The National Cloud Computing Policy policy provides for a “a first choice consideration” for “local cloud providers”, which appears ambiguous.

Will a tech giant like Amazon with infrastructure sited in Nigeria be considered a local cloud provider? If the answer is Yes, it means we have prioritized foreign direct investment ahead of building a thriving local content base for our technology industry. This component of the policy needs to be clarified before further policy action is taken.

Okra and AWS

In November 2022, AWS opened its first offices in Lagos in order to support its growing customer base and partners in Nigeria. However, in 2023, the hyperinflation and huge bump in exchange rate provided an incentive for players like Okra; an open-banking platform to launch Nebula- its cloud offering, in October 2024.

AWS set out to support organizations of all sizes, including startups, enterprises, and public sector agencies as they make the transition to AWS cloud.
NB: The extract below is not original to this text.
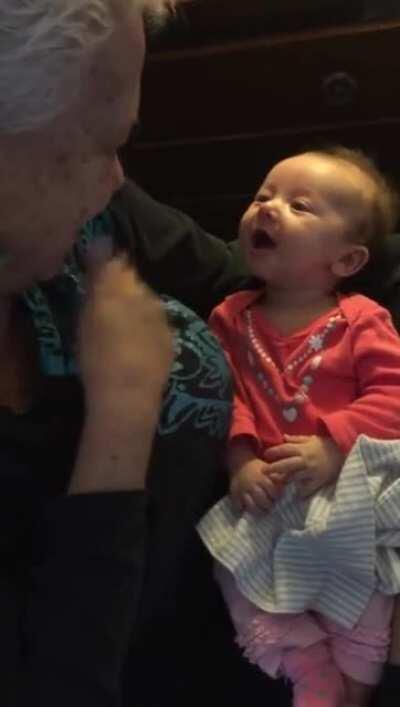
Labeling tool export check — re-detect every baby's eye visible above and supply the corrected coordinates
[291,199,311,211]
[254,194,271,204]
According to Nairametrics, in January 2023, Amazon launched its AWS Local Zones facility in Lagos to reduce latency and improve performance for Nigerian businesses, which is an important factor since many Nigerian companies host their services in AWS’s European region due to geographical proximity. Okra on the other hand has launched locally with its brand positioning focused on Africa, hence its tagline is; “A Cloud for Africa”. Upon launch, Okra promised to deliver the following, according to its CEO- Fara Ashiru;

• Pay in Naira or your local currency—no more unpredictable exchange rates.
• Lower latency, Tier 3/4 data centers, ensuring reliability like AWS or Azure.
• Data compliance and security—built with Africa’s regulations in mind.

According to a report by Tech Cabal, 70% of government agencies run on Azure, GCP and AWS. How much of the market local providers like Okra, Nobus and Layer3 have captured, is not valued yet. Finally, it is our view that local providers be considered as a critical part of our economic content and technology policy. We must not focus on only FDI, our local technology businesses must grow large enough to compete beyond our borders.